Indianapolis parish takes city to court over blocked demolition of long-closed church
An Indianapolis Catholic parish has taken its fight over a crumbling, vacant church building to federal court.
St. Philip Neri Catholic Church has filed suit challenging the city’s last-minute decision to declare the shuttered Holy Cross Church a historic landmark, arguing the move unlawfully blocks demolition and infringes on religious liberty, as CNA reports.
Once active in the city’s east side, the Holy Cross parish was officially merged into St.

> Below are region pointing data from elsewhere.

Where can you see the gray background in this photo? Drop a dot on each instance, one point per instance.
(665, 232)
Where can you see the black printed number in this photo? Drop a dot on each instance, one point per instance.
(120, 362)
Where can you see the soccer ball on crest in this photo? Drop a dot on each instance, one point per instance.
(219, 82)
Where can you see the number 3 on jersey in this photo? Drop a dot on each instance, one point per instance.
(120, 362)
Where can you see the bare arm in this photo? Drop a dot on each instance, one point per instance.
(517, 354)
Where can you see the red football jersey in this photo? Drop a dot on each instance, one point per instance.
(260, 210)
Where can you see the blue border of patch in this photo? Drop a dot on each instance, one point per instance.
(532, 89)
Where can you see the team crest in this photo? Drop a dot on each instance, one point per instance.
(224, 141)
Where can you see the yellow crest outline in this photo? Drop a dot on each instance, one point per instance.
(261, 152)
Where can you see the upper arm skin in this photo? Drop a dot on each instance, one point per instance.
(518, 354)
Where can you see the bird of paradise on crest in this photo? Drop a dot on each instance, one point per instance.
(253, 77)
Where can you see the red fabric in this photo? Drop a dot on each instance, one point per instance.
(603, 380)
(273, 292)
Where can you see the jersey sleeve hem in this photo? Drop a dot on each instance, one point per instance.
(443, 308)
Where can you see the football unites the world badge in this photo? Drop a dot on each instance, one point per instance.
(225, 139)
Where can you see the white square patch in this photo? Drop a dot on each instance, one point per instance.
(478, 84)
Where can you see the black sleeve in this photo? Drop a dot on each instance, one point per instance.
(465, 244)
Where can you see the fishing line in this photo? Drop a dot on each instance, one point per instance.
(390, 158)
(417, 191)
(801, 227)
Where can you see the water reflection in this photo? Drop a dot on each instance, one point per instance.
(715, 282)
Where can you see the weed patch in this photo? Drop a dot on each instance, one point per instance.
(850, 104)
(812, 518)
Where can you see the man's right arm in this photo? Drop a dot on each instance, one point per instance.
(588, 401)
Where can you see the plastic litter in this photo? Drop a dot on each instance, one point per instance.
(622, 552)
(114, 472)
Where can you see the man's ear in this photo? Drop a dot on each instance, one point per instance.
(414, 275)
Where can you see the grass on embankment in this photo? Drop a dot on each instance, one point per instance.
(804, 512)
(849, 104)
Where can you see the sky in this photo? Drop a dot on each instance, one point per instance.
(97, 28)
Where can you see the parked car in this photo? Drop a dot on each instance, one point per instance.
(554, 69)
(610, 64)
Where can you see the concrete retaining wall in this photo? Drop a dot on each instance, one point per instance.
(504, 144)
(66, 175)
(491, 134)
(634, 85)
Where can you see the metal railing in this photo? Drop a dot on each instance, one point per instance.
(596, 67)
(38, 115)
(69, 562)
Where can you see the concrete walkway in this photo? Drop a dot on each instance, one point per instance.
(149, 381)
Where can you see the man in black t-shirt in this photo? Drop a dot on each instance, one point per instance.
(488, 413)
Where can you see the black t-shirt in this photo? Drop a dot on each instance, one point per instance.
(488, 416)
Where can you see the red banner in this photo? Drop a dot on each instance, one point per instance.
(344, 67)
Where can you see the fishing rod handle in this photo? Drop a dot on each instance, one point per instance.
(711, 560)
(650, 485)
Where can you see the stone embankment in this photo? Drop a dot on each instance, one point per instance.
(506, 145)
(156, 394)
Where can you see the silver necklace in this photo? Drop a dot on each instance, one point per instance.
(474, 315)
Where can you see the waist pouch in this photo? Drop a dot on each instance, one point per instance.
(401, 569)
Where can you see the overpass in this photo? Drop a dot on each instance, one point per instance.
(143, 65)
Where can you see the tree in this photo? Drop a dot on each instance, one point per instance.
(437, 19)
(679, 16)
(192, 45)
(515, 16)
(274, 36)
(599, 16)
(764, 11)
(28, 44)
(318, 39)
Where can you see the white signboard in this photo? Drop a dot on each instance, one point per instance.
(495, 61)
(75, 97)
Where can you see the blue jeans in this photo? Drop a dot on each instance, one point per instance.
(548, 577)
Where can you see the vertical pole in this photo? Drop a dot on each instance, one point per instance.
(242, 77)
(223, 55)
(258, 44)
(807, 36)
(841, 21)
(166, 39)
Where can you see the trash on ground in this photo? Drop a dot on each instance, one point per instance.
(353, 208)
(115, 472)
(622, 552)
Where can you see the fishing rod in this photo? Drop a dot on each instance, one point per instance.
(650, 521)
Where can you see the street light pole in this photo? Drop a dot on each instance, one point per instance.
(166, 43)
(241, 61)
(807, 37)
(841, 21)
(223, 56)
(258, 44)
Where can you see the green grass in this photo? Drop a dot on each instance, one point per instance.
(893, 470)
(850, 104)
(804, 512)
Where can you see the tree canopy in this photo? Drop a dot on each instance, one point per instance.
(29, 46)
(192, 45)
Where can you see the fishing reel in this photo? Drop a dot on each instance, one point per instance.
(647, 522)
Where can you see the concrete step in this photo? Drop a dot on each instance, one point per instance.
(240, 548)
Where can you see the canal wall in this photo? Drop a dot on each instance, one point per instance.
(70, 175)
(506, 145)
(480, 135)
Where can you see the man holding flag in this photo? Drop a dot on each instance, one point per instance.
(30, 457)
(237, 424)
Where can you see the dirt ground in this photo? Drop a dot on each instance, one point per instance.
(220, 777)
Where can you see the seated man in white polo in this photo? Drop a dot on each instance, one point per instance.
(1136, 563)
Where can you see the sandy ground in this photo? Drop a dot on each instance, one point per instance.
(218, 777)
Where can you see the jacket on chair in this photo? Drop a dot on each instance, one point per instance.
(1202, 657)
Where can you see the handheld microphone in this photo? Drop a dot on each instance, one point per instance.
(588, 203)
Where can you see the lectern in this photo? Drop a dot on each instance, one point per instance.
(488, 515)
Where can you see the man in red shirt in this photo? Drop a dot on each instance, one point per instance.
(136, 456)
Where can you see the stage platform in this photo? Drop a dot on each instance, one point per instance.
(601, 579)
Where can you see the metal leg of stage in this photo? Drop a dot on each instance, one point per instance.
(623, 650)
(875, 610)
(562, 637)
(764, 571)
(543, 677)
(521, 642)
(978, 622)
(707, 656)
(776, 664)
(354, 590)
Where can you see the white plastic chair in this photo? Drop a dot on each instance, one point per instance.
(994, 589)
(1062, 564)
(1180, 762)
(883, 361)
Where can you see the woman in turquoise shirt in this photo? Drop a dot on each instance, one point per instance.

Philip Neri back in 2014, and its building has since been deemed structurally deteriorated and empty.
Church Says Closure Was Long Planned
In 2019, according to the Archdiocese of Indianapolis, Archbishop Charles Thompson relegated the former Holy Cross Church—meaning it was no longer a devotee-occupied sacred space, nor used for religious purposes—and cleared it for potential secular use.

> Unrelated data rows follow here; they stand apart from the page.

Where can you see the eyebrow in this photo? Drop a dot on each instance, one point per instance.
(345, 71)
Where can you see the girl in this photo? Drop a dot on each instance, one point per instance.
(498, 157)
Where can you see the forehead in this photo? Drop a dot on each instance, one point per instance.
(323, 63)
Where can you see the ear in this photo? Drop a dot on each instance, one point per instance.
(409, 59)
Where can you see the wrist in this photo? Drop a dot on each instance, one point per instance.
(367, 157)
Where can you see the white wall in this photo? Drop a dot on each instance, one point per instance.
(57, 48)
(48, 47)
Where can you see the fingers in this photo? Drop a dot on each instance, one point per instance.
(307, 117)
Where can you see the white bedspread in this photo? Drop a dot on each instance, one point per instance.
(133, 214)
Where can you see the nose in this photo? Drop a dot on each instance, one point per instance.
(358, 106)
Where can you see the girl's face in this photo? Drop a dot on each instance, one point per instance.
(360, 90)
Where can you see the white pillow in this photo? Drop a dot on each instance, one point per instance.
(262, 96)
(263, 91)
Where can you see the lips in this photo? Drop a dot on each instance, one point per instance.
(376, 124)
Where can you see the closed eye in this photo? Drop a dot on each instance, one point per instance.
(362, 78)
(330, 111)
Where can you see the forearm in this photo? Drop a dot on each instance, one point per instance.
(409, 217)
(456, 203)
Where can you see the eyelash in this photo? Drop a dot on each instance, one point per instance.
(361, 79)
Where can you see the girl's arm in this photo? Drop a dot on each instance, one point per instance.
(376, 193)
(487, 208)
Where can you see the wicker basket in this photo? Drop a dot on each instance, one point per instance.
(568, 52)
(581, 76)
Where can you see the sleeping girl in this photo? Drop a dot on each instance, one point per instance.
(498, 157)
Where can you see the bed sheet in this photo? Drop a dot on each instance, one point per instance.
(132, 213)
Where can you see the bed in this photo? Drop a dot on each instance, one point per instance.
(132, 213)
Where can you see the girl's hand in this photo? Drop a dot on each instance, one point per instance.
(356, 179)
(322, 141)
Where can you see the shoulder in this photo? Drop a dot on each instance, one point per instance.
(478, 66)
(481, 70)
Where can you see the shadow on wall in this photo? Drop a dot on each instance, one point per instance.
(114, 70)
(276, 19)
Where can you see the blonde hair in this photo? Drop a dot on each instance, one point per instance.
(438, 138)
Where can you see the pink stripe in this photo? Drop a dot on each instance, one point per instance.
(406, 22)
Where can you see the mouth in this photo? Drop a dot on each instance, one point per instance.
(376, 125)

But in 2024, years after the building was closed and unused, the Indianapolis Historic Preservation Commission stepped in with an emergency measure to landmark the structure and stop the wrecking ball.

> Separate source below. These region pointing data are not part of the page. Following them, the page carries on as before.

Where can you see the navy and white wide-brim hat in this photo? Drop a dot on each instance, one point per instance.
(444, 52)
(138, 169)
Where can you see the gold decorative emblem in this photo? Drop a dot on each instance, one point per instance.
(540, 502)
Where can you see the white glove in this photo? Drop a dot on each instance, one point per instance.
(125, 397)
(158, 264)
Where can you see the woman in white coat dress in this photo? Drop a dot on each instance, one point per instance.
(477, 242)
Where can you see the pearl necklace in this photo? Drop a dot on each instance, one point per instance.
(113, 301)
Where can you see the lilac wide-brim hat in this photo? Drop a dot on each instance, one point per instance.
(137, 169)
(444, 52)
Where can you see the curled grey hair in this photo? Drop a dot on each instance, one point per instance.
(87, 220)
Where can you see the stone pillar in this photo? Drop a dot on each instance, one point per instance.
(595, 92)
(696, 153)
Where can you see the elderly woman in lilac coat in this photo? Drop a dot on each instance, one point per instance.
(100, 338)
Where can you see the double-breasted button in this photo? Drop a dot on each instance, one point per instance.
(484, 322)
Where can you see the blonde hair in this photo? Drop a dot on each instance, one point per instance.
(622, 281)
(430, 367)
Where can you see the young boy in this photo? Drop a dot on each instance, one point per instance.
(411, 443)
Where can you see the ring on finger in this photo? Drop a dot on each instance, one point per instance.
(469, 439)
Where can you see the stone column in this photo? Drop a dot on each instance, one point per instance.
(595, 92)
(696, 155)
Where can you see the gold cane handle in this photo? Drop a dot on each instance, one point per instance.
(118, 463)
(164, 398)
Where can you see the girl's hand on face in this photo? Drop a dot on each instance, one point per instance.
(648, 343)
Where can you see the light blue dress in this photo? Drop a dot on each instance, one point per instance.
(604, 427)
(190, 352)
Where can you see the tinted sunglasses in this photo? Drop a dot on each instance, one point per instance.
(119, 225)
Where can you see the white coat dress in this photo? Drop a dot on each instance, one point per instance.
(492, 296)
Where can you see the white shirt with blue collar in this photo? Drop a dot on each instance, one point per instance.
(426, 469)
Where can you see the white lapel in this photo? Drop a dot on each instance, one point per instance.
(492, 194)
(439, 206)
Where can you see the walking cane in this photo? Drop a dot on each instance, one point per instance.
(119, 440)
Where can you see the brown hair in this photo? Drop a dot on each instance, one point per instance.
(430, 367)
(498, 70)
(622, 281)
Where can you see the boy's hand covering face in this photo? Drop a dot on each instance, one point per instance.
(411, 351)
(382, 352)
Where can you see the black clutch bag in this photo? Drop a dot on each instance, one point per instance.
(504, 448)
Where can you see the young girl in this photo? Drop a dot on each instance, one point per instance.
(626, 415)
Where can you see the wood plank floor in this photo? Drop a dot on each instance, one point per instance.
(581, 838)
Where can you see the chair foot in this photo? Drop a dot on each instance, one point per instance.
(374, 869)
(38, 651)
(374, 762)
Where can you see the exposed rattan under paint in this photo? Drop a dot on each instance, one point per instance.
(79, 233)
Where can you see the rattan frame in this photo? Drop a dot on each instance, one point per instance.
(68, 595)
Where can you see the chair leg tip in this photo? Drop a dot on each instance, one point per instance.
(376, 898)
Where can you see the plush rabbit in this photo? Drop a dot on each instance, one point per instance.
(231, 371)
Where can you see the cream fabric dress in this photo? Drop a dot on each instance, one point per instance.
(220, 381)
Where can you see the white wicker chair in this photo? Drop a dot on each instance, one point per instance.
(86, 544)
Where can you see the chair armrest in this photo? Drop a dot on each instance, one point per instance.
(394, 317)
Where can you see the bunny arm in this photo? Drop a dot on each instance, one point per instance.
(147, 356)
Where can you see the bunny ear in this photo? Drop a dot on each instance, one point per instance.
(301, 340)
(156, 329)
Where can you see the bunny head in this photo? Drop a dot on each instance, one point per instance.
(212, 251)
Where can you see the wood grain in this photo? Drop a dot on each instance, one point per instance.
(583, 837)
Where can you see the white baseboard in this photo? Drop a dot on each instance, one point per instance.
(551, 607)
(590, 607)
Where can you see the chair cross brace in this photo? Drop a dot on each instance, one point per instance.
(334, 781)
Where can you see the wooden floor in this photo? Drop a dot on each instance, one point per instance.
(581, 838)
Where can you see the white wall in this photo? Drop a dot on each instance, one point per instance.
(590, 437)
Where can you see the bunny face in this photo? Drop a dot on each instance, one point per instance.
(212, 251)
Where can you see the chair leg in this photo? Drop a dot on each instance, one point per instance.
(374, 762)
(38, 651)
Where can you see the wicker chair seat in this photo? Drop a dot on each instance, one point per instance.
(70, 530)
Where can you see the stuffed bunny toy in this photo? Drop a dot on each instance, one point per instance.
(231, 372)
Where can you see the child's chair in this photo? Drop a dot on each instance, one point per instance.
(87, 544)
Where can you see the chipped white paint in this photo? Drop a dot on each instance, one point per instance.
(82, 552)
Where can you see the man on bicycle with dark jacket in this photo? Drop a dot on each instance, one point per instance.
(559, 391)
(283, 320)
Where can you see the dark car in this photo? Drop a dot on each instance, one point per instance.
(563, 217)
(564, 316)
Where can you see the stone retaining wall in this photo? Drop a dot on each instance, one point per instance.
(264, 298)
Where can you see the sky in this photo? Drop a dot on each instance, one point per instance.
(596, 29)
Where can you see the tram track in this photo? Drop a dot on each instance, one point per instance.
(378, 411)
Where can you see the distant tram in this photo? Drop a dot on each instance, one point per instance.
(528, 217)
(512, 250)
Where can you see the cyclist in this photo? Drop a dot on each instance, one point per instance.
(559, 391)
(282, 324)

In a lawsuit filed in U.S. District Court for the Southern District of Indiana, parish leaders said this designation halted their ability to deal with what they called an “unused and unusable” building. Their message is simple: It's not the government's job to second-guess religious decisions.
Historic Designation Sparks Legal Pushback
The city’s sudden intervention followed lobbying from a local neighborhood association, which petitioned the preservation commission to step in. That preservation committee’s recommendation was swiftly endorsed by Indianapolis’s Metropolitan Development Commission.
The church now says this entire process was a backdoor attack on its religious freedom, one that rides roughshod over church governance. The legal filing characterizes the city’s designation as “unlawful landmarking.”
Let’s be honest—when the same government overseeing crumbling roads finds time to babysit faith-based demolition plans, priorities have clearly wandered.
Parish Cites First Amendment Violation
The lawsuit claims the preservation commission’s move constitutes unconstitutional interference in religious choices and crosses a line protected by the First Amendment.
“By intruding on the religious decision-making” of the parish, the lawsuit states, the city “substituted the religious judgments of government actors for those of religious officials.” That’s not landmarking—that’s overstepping.
There’s a word for this kind of bureaucratic interference: mission creep—the kind that tramples on long-established lines between church and state in the name of “preservation.”
City And Archdiocese Stay Silent—For Now
Notably, neither city authorities nor the Archdiocese of Indianapolis has offered public comments on the lawsuit, even as the showdown raises high-stakes constitutional questions for churches nationwide.
The parish’s legal team wants the court to toss out the historic designation entirely and authorize the demolition as originally planned. Their claim is rooted not in politics, but in property rights and religious autonomy.
The city may have crowned the old church with a historic label, but it’s St. Philip Neri’s parishioners who are left shouldering the cross of maintaining it, whether they want it or not.
Faith, Freedom, And Property Rights Collide
This isn't just a story about bricks and broken rafters. It’s a reminder of what happens when today’s bureaucratic class feels more comfortable regulating faith than respecting it.
“Unconstitutional interference” isn’t a phrase tossed around lightly. But in this case, the writing is literally on the wall—of a building they’re not even allowed to tear down.
As churches across America struggle to adapt in changing times, the last thing they need is self-appointed city gatekeepers chaining the doors shut from the outside. Let ministers minister, and let rubble fall where it may.